Editorial and Related Article

Continuing Medical Education

In a systematic review and meta-analysis of data from 38 studies of Staphylococcus aureus bacteremia (8291 episodes), Kalil and colleagues assessed the association of vancomycin minimum inhibitory concentration (MIC) with mortality. The authors found no statistically significant differences in the risk of death when comparing patients with S aureus isolates exhibiting high- vs low-vancomycin MIC.

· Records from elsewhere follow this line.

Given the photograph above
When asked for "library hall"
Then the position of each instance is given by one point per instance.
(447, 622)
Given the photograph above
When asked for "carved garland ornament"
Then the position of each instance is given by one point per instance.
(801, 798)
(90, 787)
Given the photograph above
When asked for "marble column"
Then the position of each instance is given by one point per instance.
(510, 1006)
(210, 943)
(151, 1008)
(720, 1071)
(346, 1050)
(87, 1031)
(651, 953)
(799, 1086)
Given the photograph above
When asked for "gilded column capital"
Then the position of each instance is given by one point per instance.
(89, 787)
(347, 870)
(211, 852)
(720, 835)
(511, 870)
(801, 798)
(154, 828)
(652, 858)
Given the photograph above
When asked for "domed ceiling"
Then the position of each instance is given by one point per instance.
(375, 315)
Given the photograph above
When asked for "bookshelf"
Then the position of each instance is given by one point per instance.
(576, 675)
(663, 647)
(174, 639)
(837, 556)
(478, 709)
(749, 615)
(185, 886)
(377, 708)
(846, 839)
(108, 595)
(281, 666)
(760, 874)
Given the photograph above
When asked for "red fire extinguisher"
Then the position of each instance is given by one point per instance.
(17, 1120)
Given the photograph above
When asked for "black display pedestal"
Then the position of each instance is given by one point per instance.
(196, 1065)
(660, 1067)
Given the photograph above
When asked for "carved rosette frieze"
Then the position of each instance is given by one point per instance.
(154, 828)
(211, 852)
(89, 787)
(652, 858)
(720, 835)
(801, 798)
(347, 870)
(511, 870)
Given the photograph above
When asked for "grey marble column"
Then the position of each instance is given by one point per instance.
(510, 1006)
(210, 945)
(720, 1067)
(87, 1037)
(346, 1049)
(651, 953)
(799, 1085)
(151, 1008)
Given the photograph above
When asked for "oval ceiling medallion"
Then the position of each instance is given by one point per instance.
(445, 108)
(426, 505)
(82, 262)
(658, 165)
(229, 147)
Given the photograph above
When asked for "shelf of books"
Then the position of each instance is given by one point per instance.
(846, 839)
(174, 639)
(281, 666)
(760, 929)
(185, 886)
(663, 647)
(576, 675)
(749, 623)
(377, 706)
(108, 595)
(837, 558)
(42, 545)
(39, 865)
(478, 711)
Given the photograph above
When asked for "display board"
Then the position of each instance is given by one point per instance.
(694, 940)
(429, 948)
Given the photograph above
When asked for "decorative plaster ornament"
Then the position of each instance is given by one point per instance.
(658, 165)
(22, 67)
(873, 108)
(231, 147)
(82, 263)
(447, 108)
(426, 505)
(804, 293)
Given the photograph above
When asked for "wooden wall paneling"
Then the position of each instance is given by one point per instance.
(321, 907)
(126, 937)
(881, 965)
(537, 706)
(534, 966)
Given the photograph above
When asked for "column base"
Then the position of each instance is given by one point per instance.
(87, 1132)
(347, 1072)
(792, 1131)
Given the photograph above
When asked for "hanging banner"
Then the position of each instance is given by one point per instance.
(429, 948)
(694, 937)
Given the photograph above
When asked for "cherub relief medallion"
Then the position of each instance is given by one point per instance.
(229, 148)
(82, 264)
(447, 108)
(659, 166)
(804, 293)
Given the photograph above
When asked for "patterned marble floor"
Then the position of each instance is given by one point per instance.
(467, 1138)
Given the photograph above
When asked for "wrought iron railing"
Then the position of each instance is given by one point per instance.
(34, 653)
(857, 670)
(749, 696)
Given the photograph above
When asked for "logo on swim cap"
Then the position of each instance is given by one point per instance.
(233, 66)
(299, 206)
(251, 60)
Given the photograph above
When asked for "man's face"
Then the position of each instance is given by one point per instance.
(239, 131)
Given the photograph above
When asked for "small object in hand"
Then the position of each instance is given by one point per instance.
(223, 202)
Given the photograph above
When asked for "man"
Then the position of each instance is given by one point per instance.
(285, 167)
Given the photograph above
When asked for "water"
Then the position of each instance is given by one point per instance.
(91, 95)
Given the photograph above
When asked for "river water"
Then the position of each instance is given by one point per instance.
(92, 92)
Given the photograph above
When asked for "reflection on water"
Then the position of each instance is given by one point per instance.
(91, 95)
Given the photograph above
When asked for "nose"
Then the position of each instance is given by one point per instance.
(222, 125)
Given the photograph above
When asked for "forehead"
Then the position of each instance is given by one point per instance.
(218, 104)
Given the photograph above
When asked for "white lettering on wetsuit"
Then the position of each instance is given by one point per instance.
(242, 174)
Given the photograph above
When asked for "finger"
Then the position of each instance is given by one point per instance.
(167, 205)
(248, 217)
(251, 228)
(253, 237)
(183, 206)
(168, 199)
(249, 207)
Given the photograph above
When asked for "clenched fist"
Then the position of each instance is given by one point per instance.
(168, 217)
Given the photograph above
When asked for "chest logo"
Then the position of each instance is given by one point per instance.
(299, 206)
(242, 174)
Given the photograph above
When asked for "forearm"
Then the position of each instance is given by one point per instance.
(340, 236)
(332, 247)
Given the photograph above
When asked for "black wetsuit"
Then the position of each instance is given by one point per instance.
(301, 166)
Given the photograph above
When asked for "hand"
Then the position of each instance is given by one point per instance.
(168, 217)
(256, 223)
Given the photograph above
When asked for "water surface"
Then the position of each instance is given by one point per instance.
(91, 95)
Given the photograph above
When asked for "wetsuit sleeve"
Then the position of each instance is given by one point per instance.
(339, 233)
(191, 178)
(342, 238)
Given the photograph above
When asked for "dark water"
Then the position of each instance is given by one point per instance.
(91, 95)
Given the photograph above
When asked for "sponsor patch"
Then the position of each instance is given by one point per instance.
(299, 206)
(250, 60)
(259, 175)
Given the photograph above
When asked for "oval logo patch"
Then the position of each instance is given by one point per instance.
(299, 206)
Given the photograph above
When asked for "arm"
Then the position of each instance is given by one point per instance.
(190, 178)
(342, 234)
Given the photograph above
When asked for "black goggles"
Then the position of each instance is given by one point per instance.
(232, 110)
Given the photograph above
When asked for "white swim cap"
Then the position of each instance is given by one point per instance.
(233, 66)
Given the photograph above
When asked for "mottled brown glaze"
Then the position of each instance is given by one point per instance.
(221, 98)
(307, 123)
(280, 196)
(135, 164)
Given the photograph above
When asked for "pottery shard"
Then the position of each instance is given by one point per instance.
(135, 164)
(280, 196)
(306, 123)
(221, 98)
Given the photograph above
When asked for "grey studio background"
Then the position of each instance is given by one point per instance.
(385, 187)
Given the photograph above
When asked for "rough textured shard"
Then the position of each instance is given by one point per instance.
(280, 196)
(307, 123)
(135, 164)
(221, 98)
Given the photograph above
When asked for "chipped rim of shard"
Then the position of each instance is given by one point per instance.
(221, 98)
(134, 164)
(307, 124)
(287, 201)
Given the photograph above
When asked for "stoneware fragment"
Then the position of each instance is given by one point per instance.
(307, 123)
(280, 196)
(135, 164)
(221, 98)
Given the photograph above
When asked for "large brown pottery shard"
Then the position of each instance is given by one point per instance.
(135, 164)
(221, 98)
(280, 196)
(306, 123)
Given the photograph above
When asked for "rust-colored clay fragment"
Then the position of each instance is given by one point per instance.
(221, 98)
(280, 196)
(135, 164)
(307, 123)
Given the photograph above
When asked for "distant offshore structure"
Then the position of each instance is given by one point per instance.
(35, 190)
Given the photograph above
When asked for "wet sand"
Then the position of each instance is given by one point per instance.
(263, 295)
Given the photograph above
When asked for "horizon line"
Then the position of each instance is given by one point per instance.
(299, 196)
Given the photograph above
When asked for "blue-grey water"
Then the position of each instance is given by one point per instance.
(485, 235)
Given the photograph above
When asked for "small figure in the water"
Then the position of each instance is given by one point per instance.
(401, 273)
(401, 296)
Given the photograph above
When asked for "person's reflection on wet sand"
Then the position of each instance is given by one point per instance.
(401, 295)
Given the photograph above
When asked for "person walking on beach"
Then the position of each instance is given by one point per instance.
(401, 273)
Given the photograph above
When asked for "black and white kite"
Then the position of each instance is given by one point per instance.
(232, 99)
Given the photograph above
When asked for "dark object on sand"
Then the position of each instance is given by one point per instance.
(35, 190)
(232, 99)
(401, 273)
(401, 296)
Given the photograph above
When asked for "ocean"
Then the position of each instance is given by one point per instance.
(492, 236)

Clinical Review & Education

Based on a review of recent international studies on climate change and health, Patz and colleagues summarize the evidence for diverse adverse health consequences of climate change including heat-related deaths, exacerbation of respiratory disorders, increased vectorborne and waterborne infectious diseases, food insecurity, and mental health disorders related to climate change–associated natural disasters. In an Editorial, Bauchner and Fontanarosa discuss why climate change warrants physician concern.

Editorial

A 73-year-old man has a 3-week history of left-sided facial droop and leg weakness, which began while vacationing in upstate New York. Tests for Lyme disease, toxoplasma, cryptococcal antigen, and human immunodeficiency virus are negative. Multiple ring-enhancing lesions are seen on magnetic resonance imaging of the brain. What would you do next?

This Medical Letter on Drugs and Therapeutics article summarizes recommended drug treatment and related costs of community-acquired and nosocomial methicillin–resistant Staphylococcus aureus (MRSA) skin and soft-tissue infections. Oral trimethoprim-sulfamethoxazole, minocycline, doxycycline, or clindamycin are recommended for community-acquired MRSA skin infections that do not resolve with incision and drainage. Intravenous vancomycin is recommended for complicated infections.